La scrittrice americana Harriet Scott Chessman ricostruisce con garbo la storia della giovane pittrice. Storia di passioni, emozioni e paure di una donna dell'Ottocento che non ha voluto piegarsi ai modelli sociali dell'epoca. Non sposata, senza figli, Mary Cassatt ha seguito caparbiamente la sua passione per l'arte.

Amica, e forse amante, del più misogino del gruppo, Edgard Degas, curiosa intellettuale, intima di Mallarmé, in tutta la sua carriera non ha dipinto che quadri familiari: madri con bambini, nonne con nipotini, interni borghesi, governanti e soprattutto la sorella.

"L' imperfezione è il nostro paradiso", pubblicato da Neri Pozza nella traduzione di Ada Arduini è un romanzo intenso nel quale si sente il respiro della vita e il battito del cuore. Il cuore è quello di Lydia, la sorella maggiore di sette anni, con una grave malattia ai reni che la ucciderà a soli 45 anni.


Lydia, appoggiata sul braccio,
in un palco

 

Lyddy, così la chiama Mary, è stata fino alla fine la sua modella preferita, lo testimoniano cinque ritratti, tutti diversi nelle pennellate ma non nei colori. Lydia è sofferente, ma si presta alle richieste della sorella. E' lei l'io narrante del libro, ogni ritratto un capitolo: dalla Donna che legge del 1878, fino alla Lydia seduta al telaio del 1881, cinque mesi prima di morire.

Pur creando un'opera di fantasia l'autrice rispetta la verità storica: l'irruzione di Mary nel 1879 nell'avventura impressionista cominciata cinque anni prima da Degas, Monet, Renoir, Sysley, che decidono di disertare il Salon ufficiale ed esporre i loro quadri in mostre indipendenti.

Mary partecipa alla quarta esposizione, proprio con il ritratto di "Lydia che beve il tè" e immediatamente attira su di sé l'attenzione non sempre benevola della critica. A convincerla è Degas, il più aristocratico e ispido del gruppo, un uomo che mette soggezione a Lydia:

"Con lui si ha sempre l' impressione di essere sotto la protezione di un ciclope che tiene lontano i suoi simili e divora chiunque si trovi di fronte. In realtà lui le persone le mangia, un amico dopo l'altro".

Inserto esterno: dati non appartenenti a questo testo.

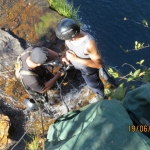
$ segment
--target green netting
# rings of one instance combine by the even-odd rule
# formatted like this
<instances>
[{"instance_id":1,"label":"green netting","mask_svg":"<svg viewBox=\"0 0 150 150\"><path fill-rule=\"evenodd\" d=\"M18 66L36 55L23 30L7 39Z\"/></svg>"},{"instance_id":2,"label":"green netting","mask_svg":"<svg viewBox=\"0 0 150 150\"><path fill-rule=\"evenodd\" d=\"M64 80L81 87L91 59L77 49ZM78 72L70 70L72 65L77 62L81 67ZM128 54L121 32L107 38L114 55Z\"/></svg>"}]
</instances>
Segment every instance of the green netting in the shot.
<instances>
[{"instance_id":1,"label":"green netting","mask_svg":"<svg viewBox=\"0 0 150 150\"><path fill-rule=\"evenodd\" d=\"M117 100L63 115L48 131L45 150L149 150L150 139L129 132L132 121Z\"/></svg>"}]
</instances>

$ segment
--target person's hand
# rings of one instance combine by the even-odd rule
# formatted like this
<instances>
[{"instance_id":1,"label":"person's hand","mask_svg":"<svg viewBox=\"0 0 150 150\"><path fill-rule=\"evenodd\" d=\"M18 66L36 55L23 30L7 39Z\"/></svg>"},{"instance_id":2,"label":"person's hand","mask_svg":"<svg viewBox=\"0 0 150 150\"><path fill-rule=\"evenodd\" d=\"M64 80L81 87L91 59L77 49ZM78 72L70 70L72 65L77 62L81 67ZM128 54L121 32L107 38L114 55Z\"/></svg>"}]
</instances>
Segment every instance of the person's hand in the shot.
<instances>
[{"instance_id":1,"label":"person's hand","mask_svg":"<svg viewBox=\"0 0 150 150\"><path fill-rule=\"evenodd\" d=\"M77 60L77 55L71 50L66 51L66 57L67 57L68 60L71 60L71 61L76 61Z\"/></svg>"},{"instance_id":2,"label":"person's hand","mask_svg":"<svg viewBox=\"0 0 150 150\"><path fill-rule=\"evenodd\" d=\"M58 74L60 74L60 77L61 77L61 76L65 75L65 72L66 71L63 68L60 68L59 71L58 71Z\"/></svg>"},{"instance_id":3,"label":"person's hand","mask_svg":"<svg viewBox=\"0 0 150 150\"><path fill-rule=\"evenodd\" d=\"M62 57L61 61L62 61L62 64L64 64L64 65L70 64L69 60L65 56Z\"/></svg>"}]
</instances>

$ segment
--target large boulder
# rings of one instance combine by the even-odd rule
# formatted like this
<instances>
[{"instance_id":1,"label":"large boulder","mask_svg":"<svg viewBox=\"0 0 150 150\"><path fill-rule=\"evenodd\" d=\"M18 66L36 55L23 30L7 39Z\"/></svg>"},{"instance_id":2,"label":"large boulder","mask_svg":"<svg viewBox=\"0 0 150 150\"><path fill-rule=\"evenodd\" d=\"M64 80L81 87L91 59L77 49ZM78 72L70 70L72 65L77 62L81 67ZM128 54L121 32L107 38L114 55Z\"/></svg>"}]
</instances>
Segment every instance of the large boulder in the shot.
<instances>
[{"instance_id":1,"label":"large boulder","mask_svg":"<svg viewBox=\"0 0 150 150\"><path fill-rule=\"evenodd\" d=\"M54 28L63 18L47 0L0 1L0 28L8 29L22 43L50 47L57 43Z\"/></svg>"}]
</instances>

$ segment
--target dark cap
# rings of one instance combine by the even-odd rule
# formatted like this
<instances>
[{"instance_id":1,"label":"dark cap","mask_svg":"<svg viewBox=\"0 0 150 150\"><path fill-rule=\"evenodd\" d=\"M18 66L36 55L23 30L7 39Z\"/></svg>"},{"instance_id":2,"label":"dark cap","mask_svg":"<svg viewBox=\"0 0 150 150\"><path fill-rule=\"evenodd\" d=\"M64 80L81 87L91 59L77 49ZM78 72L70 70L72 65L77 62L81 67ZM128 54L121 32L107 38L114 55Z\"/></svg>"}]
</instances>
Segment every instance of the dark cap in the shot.
<instances>
[{"instance_id":1,"label":"dark cap","mask_svg":"<svg viewBox=\"0 0 150 150\"><path fill-rule=\"evenodd\" d=\"M30 59L36 64L44 64L47 62L49 52L44 47L35 47L31 54Z\"/></svg>"}]
</instances>

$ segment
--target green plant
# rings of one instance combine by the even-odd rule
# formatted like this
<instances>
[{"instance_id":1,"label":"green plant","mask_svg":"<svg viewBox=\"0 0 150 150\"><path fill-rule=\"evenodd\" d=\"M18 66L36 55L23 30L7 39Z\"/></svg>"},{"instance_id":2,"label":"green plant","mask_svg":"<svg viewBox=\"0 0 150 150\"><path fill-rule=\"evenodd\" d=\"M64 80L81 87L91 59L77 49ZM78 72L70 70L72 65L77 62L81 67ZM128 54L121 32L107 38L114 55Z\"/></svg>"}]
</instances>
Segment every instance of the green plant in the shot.
<instances>
[{"instance_id":1,"label":"green plant","mask_svg":"<svg viewBox=\"0 0 150 150\"><path fill-rule=\"evenodd\" d=\"M50 7L59 14L76 20L79 23L78 15L79 7L74 9L73 3L69 4L66 0L48 0Z\"/></svg>"}]
</instances>

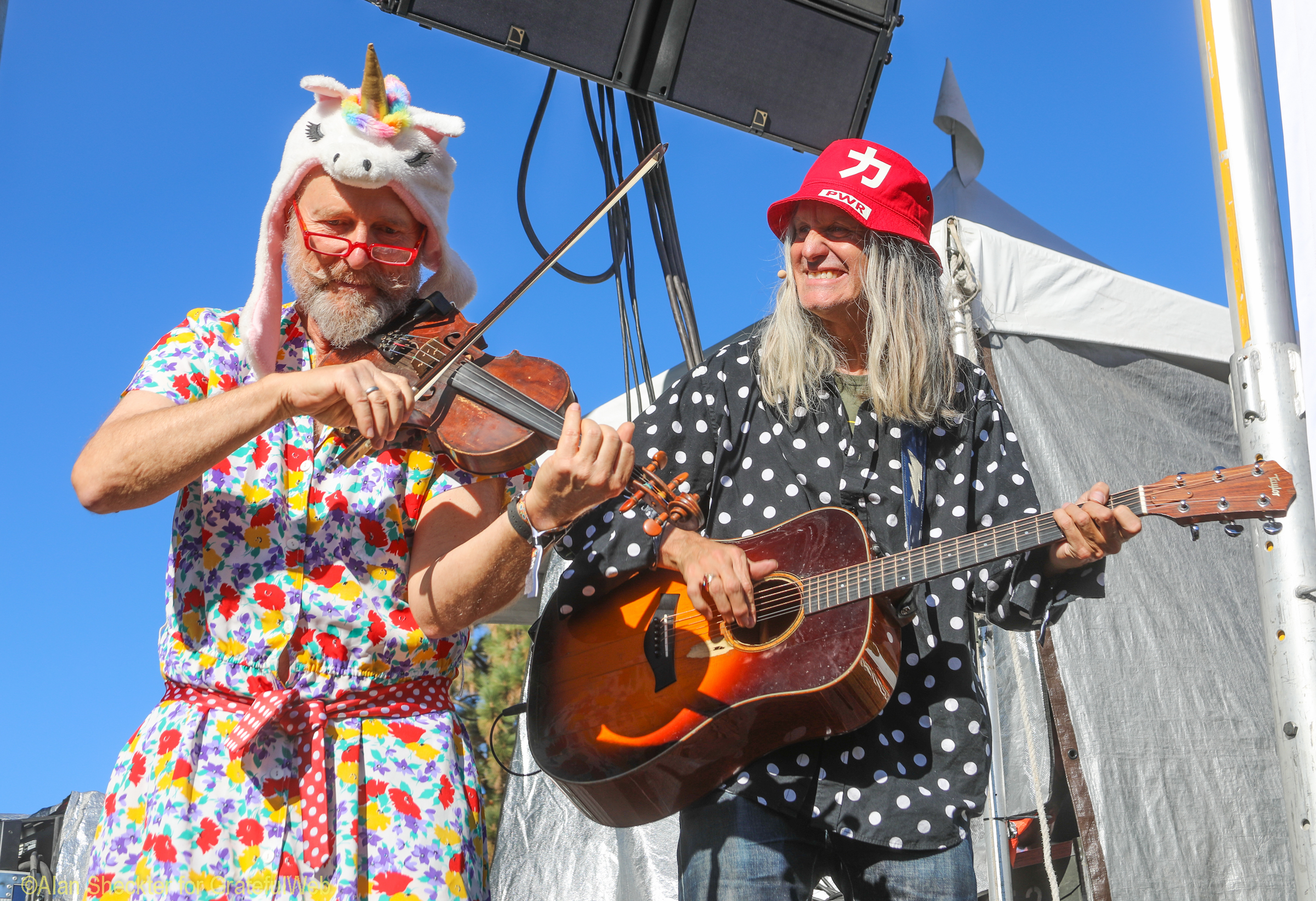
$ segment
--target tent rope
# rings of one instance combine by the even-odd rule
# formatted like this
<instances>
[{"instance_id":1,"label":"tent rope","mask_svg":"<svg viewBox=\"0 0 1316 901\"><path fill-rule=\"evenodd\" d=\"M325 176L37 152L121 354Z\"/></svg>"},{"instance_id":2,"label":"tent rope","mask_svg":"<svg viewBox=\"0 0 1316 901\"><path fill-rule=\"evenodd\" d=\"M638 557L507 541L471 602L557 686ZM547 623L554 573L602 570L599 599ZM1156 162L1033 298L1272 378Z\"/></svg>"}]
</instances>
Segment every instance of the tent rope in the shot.
<instances>
[{"instance_id":1,"label":"tent rope","mask_svg":"<svg viewBox=\"0 0 1316 901\"><path fill-rule=\"evenodd\" d=\"M1015 662L1015 685L1024 685L1024 663L1019 656L1019 641L1021 637L1016 633L1007 631L1009 635L1009 655ZM1017 691L1017 689L1016 689ZM1021 698L1023 700L1023 698ZM1028 769L1029 775L1033 777L1033 801L1037 804L1037 827L1042 833L1042 864L1046 867L1046 881L1051 887L1051 901L1059 901L1061 885L1055 879L1055 864L1051 863L1051 827L1046 822L1046 800L1042 797L1042 776L1040 767L1037 766L1037 744L1033 742L1033 721L1028 716L1028 704L1021 702L1019 709L1024 714L1024 735L1028 738ZM1000 754L1000 748L996 748Z\"/></svg>"}]
</instances>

Ma Degas non mangerà Mary, anzi l'aiuterà e sosterrà, anche prendendo il pennello e ritoccando un quadro quando la sente in difficoltà. Tra quei selvaggi della pittura usava scambiarsi i pennelli, ma anche e soprattutto prestarsi come modelli. Lo aveva fatto Berthe Morisot con Manet, lo fa Mary Cassatt con Degas.

Entrambe le pittrici però non dipingono mai i loro mentori e maestri. Le tele di Mary sono popolate da un universo femminile in cui Lyddy è il centro. Il cuore.

 



Mary Cassatt, in un ritratto di Degas (particolare)

Ritratto dopo ritratto, scorre la vita delle due sorelle, la malattia si palesa sempre più. Lyddy non ce la fa a camminare fino a Place Pigalle all'atelier della sorella. Lunghe, estenuanti pose e, alla fine, l'immancabile stupore di Lyddy per la capacità della sorella dì cogliere umori e dolori. Anche il rosa, colore dominante, viene di volta in volta reinterpretato a seconda dello stato d'animo della modella.

"Posa di nuovo per me", le dice Mary e Lyddy accetta, si veste con un abito di Worth, indossa la cuffietta di pizzo bianco, si infila i guanti e stringe l'uncinetto, sicura che la sorella saprà cogliere la fragilità di quel momento.

"Fisso le ombre intorno agli occhi della donna (i miei occhi) il colore pallido della sua bocca (la mia bocca), le labbra imbronciate. Capisco come Mary vede lei (me)... forse non quello che riconosce, ma quello che sa. Ha scoperto la mia malattia".